Андроник (Никольский) - Творений. Книга I. Статьи и заметки
В январе 1918 года епископ обратился с нарочитым посланием к пастырям Пермской епархии:
«…Отцы и братие! Тяжко было доселе всем в России. Но уже настал час еще большей и страшной тяготы, решающий судьбу нашего Отечества. Уже открывается почти явное гонение на святую нашу веру. Уже выкрикивают отщепенцы от веры, что надо отобрать церкви и монастыри и обратить их в театры и подобное. По меньшей мере — посягают отобрать церковное имущество и драгоценности — святые жертвы отцов и дедов наших.
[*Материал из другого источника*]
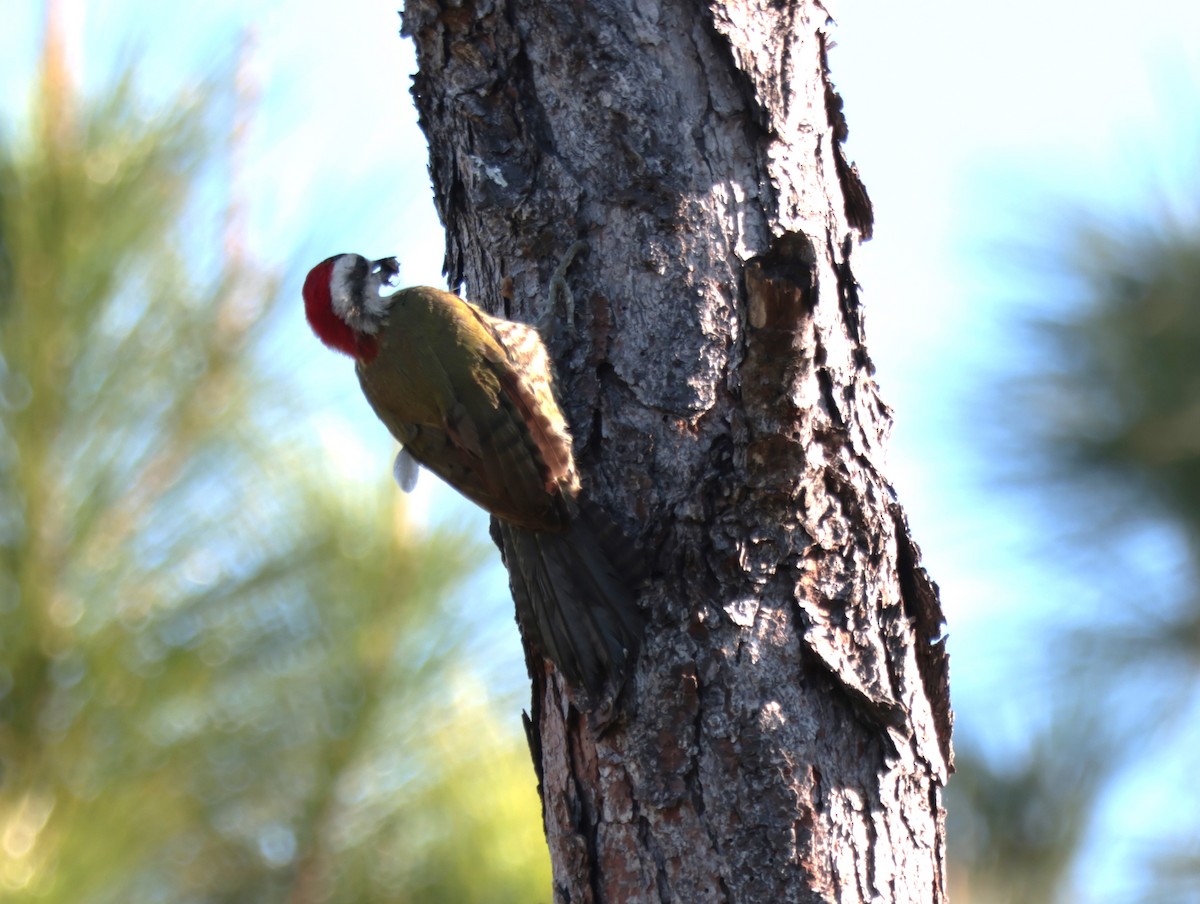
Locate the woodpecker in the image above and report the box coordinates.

Предполагать отсюда можно и еще худшие посягновения на Святую Церковь. Время страшное, время если не антихристово, то весьма предшествующее ему по своим признакам. А мы будем бездействовать?! Да не будет сего осуждения на нас… Будем строго помнить, что на страже народа Божия мы поставлены и должны будем ответ дать за всякую погибшую овцу. Если мы не явимся руководителями народной совести в такое страшное время, как теперь, то мы окажемся совершенно не имеющими никакого смысла и назначения для народа. Бог всем нам на помощь. Но вместе с тем поставьте себе в непременную обязанность пастырскую озаботиться безотлагательной организацией прихода, хотя бы в лице тех благомыслящих, какие найдутся во всяком приходе и на которых вы можете опираться во всяком добром деле. Помните, об образовании кружков и братств ревнителей я вам писал с самого начала моего вступления на Пермскую кафедру. Если бы вы меня тогда послушали, то во всяком приходе было бы готовое зерно возрождающегося твердого благочестия, а может быть, через такие кружки собрался бы весь приход. Но не многие этот мой совет исполнили. Вот и дожили мы до полной разрухи нашей жизни, в которой не находим нигде поддержки…»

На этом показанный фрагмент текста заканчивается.